At the FBI agent's behest, Canyon starts flashing back to the start of the case...a beautiful woman in a nightclub scared to death of her jealous and powerful boyfriend, a possible insurance fraud in Florida, a bartender with a glass jaw, and a private detective (well, insurance fraud investigator) in a deep plot way over his head. With Canyon's dual skills of surviving any and all fatal or near-fatal injuries just by blacking out and waking up again later, and forgetting key things he encounters, the audience gets taken on a fun and wild ride: from the depths of a Soviet submarine to 12,000km in orbit, from Columbia to Des Moines, we follow Canyon as he not so much solves the case but somehow is in positions throughout the play to uncover the bad guys and engage in hilariously over the top fights (in one scene he snaps a Russian soldier's neck: we understand that he's in enemy territory and needs to be ruthless. later he's in the hospital and breaks the neck of the doctor there to help him). Objectively he's no inspirational hero for us ("he's the anti-hero's uncle" exclaims the lyrics in the opening song) but we root for him anyways because hey, it's a one-act play and this guy has a direct line to our funny bone. That every once and a while he really brings out his inner Shatner doesn't hurt: hamming up scenes like this pretty much demands you don't go fully Shatner but you never leave him too far away.

The script is near-perfect, offering great comedic foils: as Canyon knows he's about to black out and switch scenes, he mutters "I sure hope whereever I wake up is comfortable". In the next scene he starts out tied up to a rack and deadpans "I was the most uncomfortable I'd ever been in my life". I don't think Gladstone ever uttered the word "mouth" and why would he when he could get more laughs using the word "face". The audience couldn't get enough of Canyon's confrontational style and colourful metaphors (though I'm sure a few in the audience had to keep from exclaiming "too soon!" when he brought up this event), and the way he just propelled through almost every scene with pure force of well. Gladstone also deserves credit for his excellent work on the other characters and being able to track in his head where everybody is supposed to be: earlier in the show I was thinking it would have played out better with one or two other actors to play the other parts; by the end I wasn't so sure, especially when it was clear about 9 other actors would have been needed. Better in the end just for Gladstone to keep pointing out where they would have been.

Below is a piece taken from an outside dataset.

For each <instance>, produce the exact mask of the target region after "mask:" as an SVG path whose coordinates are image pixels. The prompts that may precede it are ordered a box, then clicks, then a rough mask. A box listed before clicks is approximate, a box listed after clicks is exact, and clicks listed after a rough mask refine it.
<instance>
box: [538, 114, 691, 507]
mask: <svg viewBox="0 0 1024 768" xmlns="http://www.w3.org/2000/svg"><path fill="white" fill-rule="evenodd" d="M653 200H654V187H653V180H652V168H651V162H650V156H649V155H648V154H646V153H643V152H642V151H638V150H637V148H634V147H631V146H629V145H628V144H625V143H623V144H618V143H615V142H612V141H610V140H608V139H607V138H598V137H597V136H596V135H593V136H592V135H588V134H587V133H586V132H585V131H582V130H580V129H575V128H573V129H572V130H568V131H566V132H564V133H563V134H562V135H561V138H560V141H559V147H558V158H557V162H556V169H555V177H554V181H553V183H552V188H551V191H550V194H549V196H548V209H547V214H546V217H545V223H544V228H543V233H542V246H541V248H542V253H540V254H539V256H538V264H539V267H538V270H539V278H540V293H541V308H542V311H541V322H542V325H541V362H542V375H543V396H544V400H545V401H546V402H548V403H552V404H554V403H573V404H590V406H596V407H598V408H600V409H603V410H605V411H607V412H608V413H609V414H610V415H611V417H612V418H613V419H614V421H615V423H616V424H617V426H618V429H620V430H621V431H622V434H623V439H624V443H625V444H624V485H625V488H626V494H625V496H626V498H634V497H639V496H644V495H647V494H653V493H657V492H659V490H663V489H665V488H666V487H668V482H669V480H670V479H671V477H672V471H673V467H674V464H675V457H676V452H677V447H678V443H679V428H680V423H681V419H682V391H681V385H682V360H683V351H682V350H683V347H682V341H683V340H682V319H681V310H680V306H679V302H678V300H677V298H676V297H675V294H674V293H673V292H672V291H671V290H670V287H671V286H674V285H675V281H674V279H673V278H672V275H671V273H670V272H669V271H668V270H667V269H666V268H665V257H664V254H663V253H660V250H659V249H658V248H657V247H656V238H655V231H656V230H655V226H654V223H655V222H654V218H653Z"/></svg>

This is easily one of the most entertaining romps at the Fringe this year, and if there is a complaint to be made it's probably that the show winds down too soon...even another 10-15 minutes with the character would have been more than worth it. I guess the easiest scenes to expand though would involve the flat-voiced FBI agent, maybe I should just play the hand I'm given and not try giving up a 10 of spades in the hope that its replacement will be better.

I should also note that this play finally does something I've noticed lacking in the fringe over the past five years or so: plays that are tied to the theme. I understand that not everybody holds off on their play until the theme is revealed, and that traveling shows will do city after city and quite often start a continent away, so it's not going to be universal nor necessarily should it be. But few shows try to capture the timeframe or the attitude embodied in the Edmonton Fringe official theme anymore, I'm pretty sure they used to. Kudos to this play for tying into the theme and also not being that questionable Godzilla vs. Zeppelin thing.

Final word: This is a great show. Full stop, ultimately no conditions or anything. Great show, go see it, fully entertaining.